Verse 3. - But thou, O Lord, art a shield for me; or, about me(see the Revised Version). (For the sentiment, comp. Genesis 15:1; Deuteronomy 33:29; 2 Samuel 22:3; Psalm 28:7; Psalm 33:20; Psalm 84:9, etc.) The expression has peculiar force in David's mouth, who, as a "man of war," fully appreciated the saving power of a shield. My glory (comp. Psalm 62:7). And the lifter up of mine head. As God had raised up David to the throne (2 Samuel 2:4; 2 Samuel 5:3), and prospered him in his wars (2 Samuel 8:1-14), and exalted him above all the other kings of the period, so he was well able now, if he so willed, to restore him to his place and re-establish him in the monarchy (comp. 2 Samuel 15:25; Psalm 43:3). Psalm 3:3(Heb.: 3:4-5) But cleansed by penitence he stands in a totally different relationship to God and God to him from that which men suppose. Every hour he has reason to fear some overwhelming attack but Jahve is the shield which covers him behind and before (בּעד constr. of בּעד equals Arab. ba‛da, prop. pone, post). His kingdom is taken from him, but Jahve is his glory. With covered head and dejected countenance he ascended the Mount of Olives (2 Samuel 15:30), but Jahve is the "lifter up of his head," inasmuch as He comforts and helps him. The primary passage of this believing utterance "God is a shield" is Genesis 15:1 (cf. Deuteronomy 33:29). Very far from praying in vain, he is assured, that when he prays his prayer will be heard and answered. The rendering "I cried and He answered me" is erroneous here where אקרא does not stand in an historical connection. The future of sequence does not require it, as is evident from Psalm 55:17. (comp. on Psalm 120:1); it is only an expression of confidence in the answer on God's part, which will follow his prayer. In constructions like קולי אקרא, Hitzig and Hupfeld regard קולי as the narrower subject-notion beside the more general one (as Psalm 44:3; Psalm 69:11; Psalm 83:19): my voice - I cried; but the position of the words is not favourable to this in the passage before us and in Psalm 17:10; Psalm 27:7; Psalm 57:5; Psalm 66:17; Psalm 142:2, Isaiah 36:9, though it may be in Psalm 69:11; Psalm 108:2. According to Ew. 281, c, קולי is an accusative of more precise definition, as without doubt in Isaiah 10:30 cf. Psalm 60:7; Psalm 17:13.; the cry is thereby described as a loud cry.

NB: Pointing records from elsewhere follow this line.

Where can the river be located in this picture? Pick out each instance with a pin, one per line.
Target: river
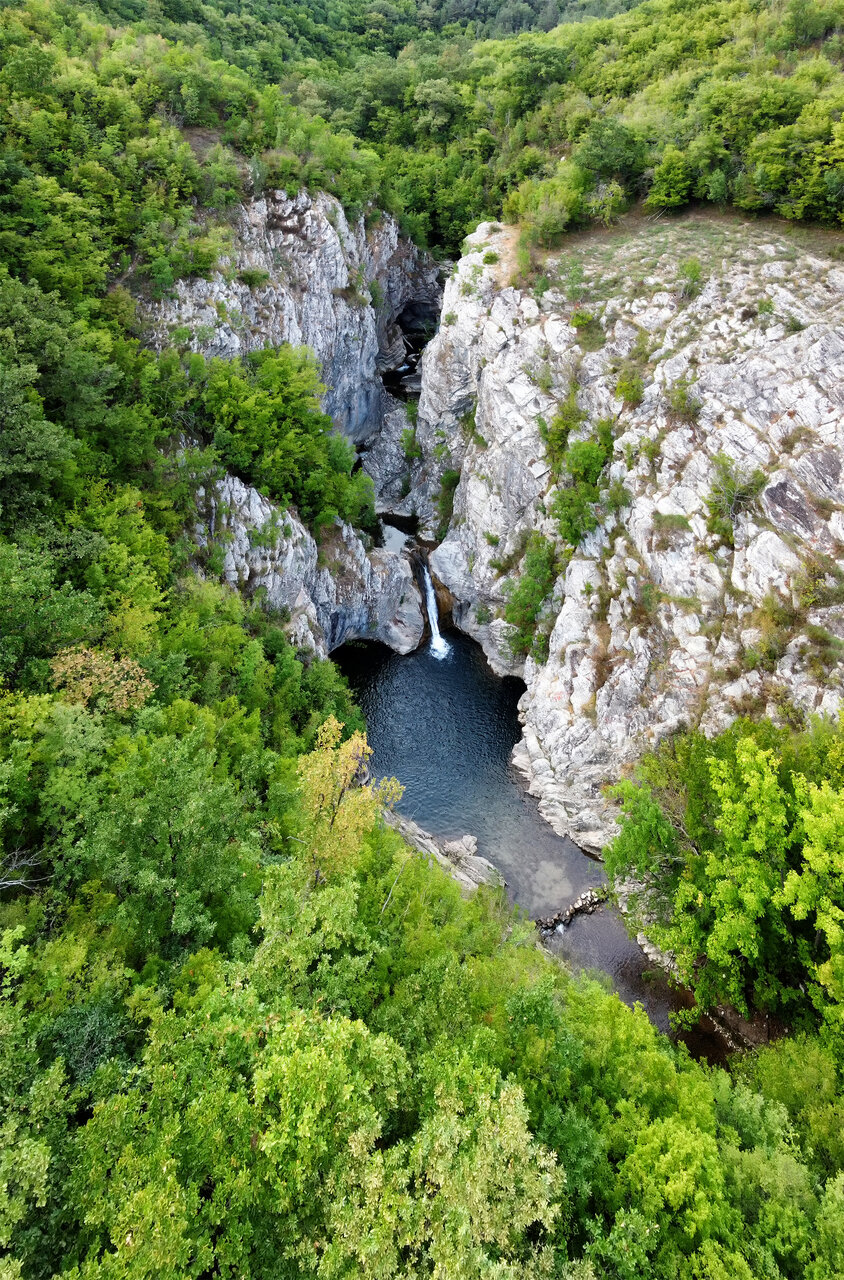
(445, 725)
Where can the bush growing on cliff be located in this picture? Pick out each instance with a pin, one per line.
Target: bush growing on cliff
(574, 504)
(527, 597)
(738, 841)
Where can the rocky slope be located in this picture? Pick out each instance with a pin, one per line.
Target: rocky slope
(331, 594)
(300, 273)
(661, 618)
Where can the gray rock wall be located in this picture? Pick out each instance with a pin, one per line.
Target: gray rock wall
(315, 273)
(657, 622)
(333, 593)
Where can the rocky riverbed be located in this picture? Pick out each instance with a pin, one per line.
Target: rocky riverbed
(660, 621)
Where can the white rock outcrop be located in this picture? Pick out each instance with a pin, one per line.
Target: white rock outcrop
(300, 273)
(660, 618)
(329, 594)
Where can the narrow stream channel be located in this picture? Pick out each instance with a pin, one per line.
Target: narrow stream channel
(445, 725)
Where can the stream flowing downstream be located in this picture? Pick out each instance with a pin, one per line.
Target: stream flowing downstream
(445, 725)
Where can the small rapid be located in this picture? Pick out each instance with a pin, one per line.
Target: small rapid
(439, 647)
(447, 730)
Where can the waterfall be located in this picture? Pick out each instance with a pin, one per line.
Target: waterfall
(438, 647)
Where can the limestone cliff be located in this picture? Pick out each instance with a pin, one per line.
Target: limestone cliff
(730, 338)
(329, 594)
(300, 273)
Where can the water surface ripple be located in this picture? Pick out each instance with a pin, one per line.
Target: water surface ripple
(446, 727)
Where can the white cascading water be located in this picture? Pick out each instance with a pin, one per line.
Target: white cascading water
(438, 647)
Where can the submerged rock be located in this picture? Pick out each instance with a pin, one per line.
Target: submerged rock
(664, 618)
(459, 858)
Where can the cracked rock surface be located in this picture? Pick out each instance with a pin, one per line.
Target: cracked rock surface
(660, 620)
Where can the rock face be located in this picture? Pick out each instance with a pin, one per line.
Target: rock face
(332, 594)
(300, 273)
(662, 617)
(459, 858)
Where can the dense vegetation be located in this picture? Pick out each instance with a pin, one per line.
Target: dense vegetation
(739, 842)
(246, 1032)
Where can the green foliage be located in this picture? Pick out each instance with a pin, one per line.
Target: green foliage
(446, 499)
(630, 388)
(574, 504)
(247, 1032)
(734, 839)
(690, 274)
(733, 492)
(568, 419)
(410, 444)
(265, 420)
(683, 400)
(527, 597)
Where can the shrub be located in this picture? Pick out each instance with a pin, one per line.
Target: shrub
(683, 401)
(446, 501)
(630, 388)
(690, 275)
(410, 444)
(733, 492)
(527, 595)
(568, 419)
(254, 278)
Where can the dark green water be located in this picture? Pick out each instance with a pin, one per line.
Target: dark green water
(446, 727)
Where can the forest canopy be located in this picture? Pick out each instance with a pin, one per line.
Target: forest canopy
(246, 1031)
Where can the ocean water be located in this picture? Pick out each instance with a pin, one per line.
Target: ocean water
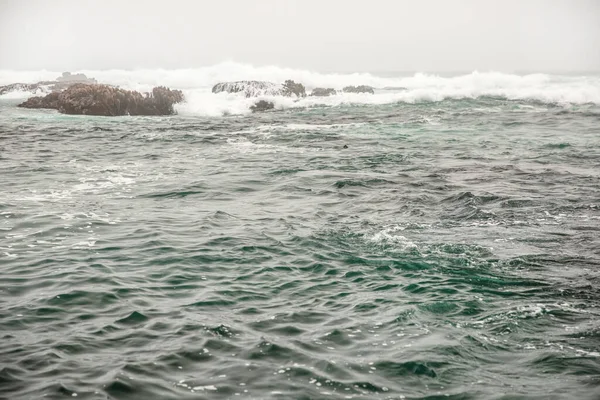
(440, 241)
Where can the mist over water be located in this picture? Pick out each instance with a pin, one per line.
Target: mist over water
(196, 83)
(437, 239)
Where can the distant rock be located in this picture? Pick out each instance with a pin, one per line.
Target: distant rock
(26, 87)
(359, 89)
(248, 88)
(96, 99)
(48, 101)
(75, 78)
(261, 88)
(322, 92)
(67, 79)
(291, 88)
(61, 83)
(399, 88)
(262, 105)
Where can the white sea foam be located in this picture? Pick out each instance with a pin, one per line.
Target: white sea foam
(197, 83)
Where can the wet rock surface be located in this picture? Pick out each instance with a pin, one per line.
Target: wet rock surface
(105, 100)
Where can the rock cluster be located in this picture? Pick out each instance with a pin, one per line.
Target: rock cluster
(96, 99)
(262, 105)
(261, 88)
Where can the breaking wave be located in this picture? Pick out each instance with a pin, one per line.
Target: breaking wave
(420, 87)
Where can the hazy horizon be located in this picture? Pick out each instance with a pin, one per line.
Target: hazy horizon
(336, 36)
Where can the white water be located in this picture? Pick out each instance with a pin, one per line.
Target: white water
(197, 83)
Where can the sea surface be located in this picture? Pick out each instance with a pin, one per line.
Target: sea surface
(437, 240)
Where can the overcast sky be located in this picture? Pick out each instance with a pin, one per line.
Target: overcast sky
(323, 35)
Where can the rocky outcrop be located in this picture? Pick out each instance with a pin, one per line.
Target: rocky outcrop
(322, 92)
(61, 83)
(248, 88)
(26, 87)
(291, 88)
(95, 99)
(261, 88)
(262, 105)
(359, 89)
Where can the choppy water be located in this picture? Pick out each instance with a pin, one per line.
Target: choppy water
(451, 251)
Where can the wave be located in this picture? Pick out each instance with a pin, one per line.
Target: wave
(420, 87)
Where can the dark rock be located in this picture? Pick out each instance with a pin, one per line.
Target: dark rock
(359, 89)
(322, 92)
(105, 100)
(292, 88)
(262, 105)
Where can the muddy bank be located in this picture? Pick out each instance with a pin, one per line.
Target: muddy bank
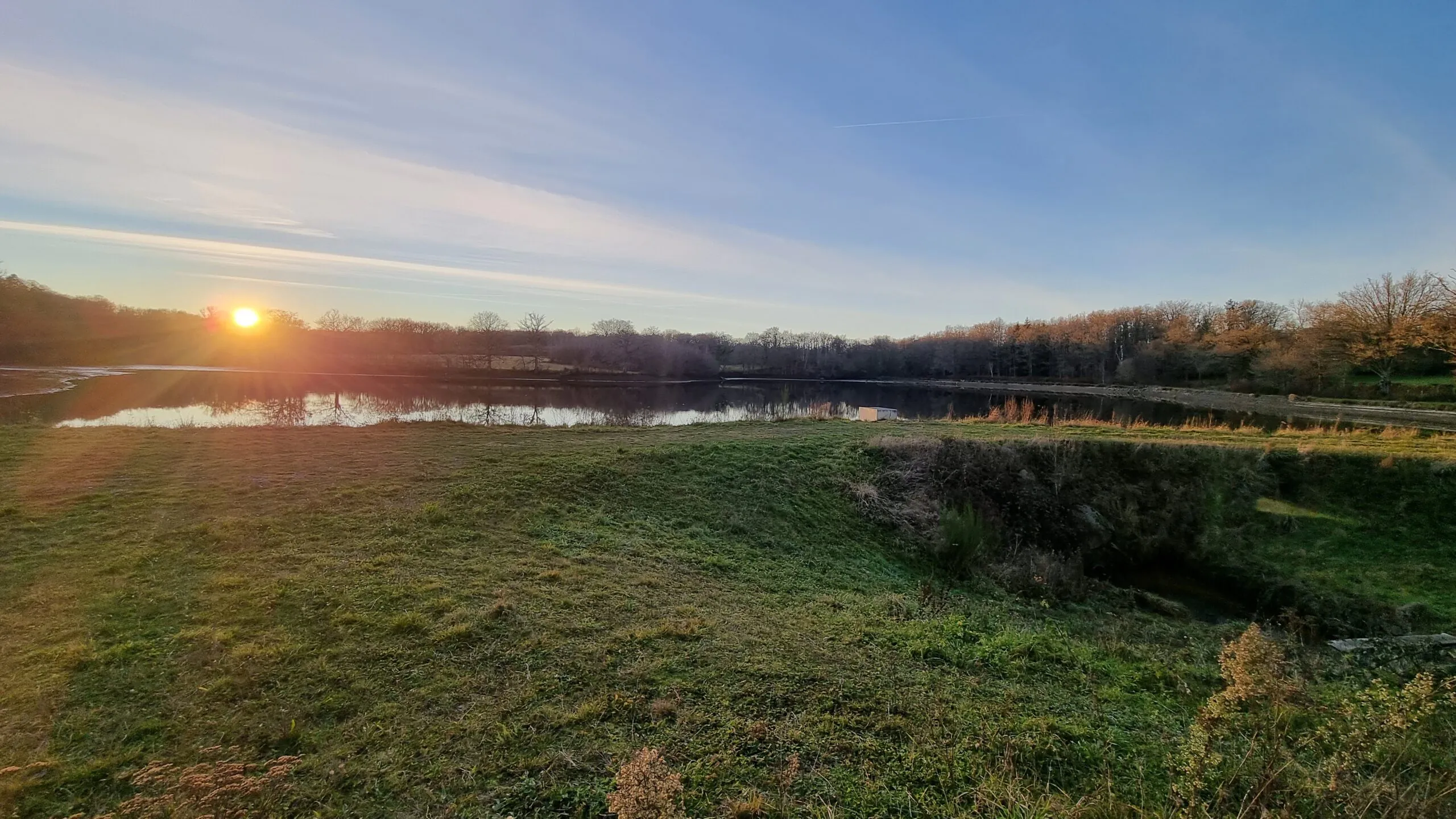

(Note: Bttcher, Collectanea pp. 166f., also adopts the view, that נפשׁי, פּי, קולי are each appositum vicarium subjecti and therefore nomin. in such passages. But 1) the fact that את never stands beside them is explained by the consideration that it is not suited to an adverbial collateral definition. And 2) that elsewhere the same notions appear as direct subjects, just as 3) that elsewhere they alternate with the verbal subject-notion in the parallel member of the verse (Psalm 130:5; Proverbs 8:4) - these last two admit of no inference. The controverted question of the syntax is, moreover, an old one and has been treated of at length by Kimchi in his Book of Roots s. r. אוה.)

To this cry, as ויּענני as being a pure mood of sequence implies, succeeds the answer, or, which better corresponds to the original meaning of ענה (comp. Arab. ‛nn, to meet, stand opposite) reply;

(Note: Vid., Redslob in his treatise: Die Integritat der Stelle Hosea 7.4-10 in Frage gestellt S. 7.)

and it comes from the place whither it was directed: מהר קדשוּ. He had removed the ark from Kirjath Jeraim to Zion. He had not taken it with him when he left Jerusalem and fled before Absolom, 2 Samuel 15:25. He was therefore separated by a hostile power from the resting-place of the divine presence. But his prayer urged its way on to the cherubim-throne; and to the answer of Him who is enthroned there, there is no separating barrier of space or created things.